Zhen Jia (Keio University)

Assistant Professor
Talk: A Review and Research Agenda for Radio Frequency Fingerprinting
Keywords: RF fingerprinting · RF features · Cross-domain

Abstract
Radio frequency fingerprinting (RFF) has emerged as a promising technique for wireless device identification by exploiting subtle hardware-induced signal characteristics. Although recent studies have reported impressive performance on closed and well-controlled benchmarks, the deployability of RFF systems in real world remains an open challenge. We first present a structured review of representative RFF feature extraction paradigms, covering both explicit model-driven features and implicit data-driven representations. We then examine how channel effects, receiver variability, and temporal dynamics impact fingerprint reliability, revealing fundamental limitations of existing evaluation practices that rely primarily on closed-set accuracy. Building on these observations, the critical gap between benchmark-level identification and deployment-level requirements is highlighted. To bridge this gap, we outline an application-driven research agenda that focuses on practical challenges in real-world scenarios, including open-set and open-world RFF with unseen devices, cross-domain robustness under channel and receiver shifts, cold-start identification, and scaling laws related to device population size, time span, and data efficiency.

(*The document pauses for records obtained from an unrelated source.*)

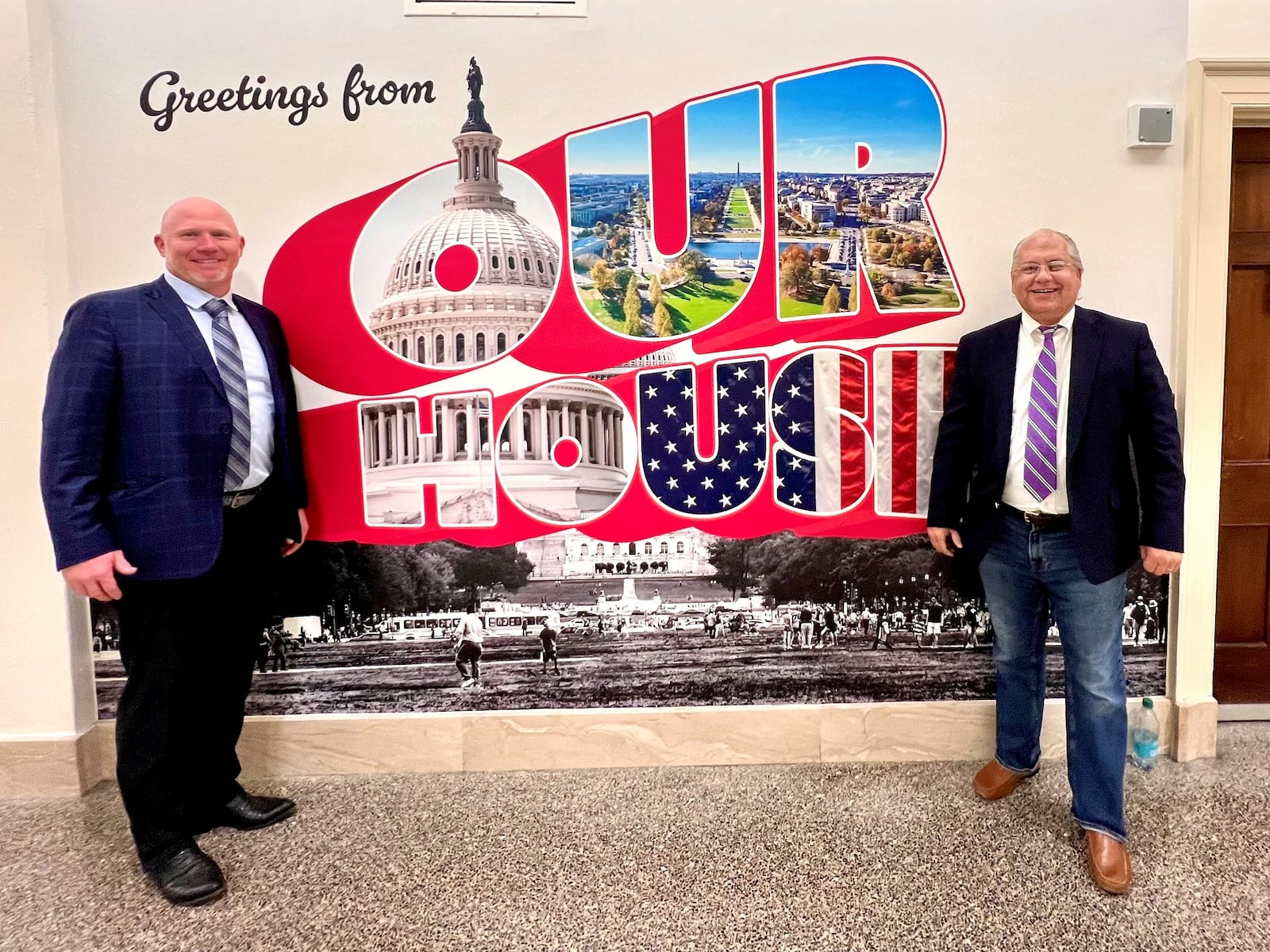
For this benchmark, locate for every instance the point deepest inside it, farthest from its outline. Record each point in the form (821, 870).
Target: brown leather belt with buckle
(241, 497)
(1041, 522)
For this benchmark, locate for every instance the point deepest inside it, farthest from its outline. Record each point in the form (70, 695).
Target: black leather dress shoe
(186, 876)
(247, 812)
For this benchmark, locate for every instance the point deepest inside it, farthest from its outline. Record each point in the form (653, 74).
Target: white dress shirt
(1030, 342)
(260, 391)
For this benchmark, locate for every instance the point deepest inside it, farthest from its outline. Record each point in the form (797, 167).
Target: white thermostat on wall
(1151, 126)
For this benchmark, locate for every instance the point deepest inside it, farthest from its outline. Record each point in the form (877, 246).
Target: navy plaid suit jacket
(137, 435)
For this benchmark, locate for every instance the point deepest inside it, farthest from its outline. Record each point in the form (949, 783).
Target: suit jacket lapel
(173, 310)
(1086, 347)
(1005, 355)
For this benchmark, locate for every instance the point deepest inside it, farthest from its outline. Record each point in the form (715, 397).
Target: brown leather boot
(995, 781)
(1109, 862)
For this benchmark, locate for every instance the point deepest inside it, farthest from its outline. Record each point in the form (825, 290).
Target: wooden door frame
(1221, 94)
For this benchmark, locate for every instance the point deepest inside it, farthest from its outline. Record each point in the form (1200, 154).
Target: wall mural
(625, 390)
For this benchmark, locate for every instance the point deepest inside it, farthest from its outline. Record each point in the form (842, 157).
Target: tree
(832, 300)
(632, 306)
(654, 291)
(795, 268)
(694, 264)
(475, 568)
(730, 559)
(662, 323)
(602, 277)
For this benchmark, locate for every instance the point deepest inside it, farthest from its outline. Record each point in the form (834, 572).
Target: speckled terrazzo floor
(808, 857)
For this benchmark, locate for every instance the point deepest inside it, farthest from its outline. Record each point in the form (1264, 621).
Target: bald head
(1043, 234)
(1045, 274)
(201, 244)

Across these directions, the emphasis is placed on evaluation protocols that reflect deployment constraints rather than performance on a single closed benchmark.

Bio
Zhen Jia received his B.S. degree in 2018 and M.S. degree in 2021 from Shaanxi Normal University, China, and his Ph.D. degree in 2025 from Future University Hakodate, Japan. He is currently a Project Assistant Professor at Keio University and a Visiting Researcher at Reitaku University, Japan. His research interests include radio frequency fingerprinting, physical layer security, and nano-networks.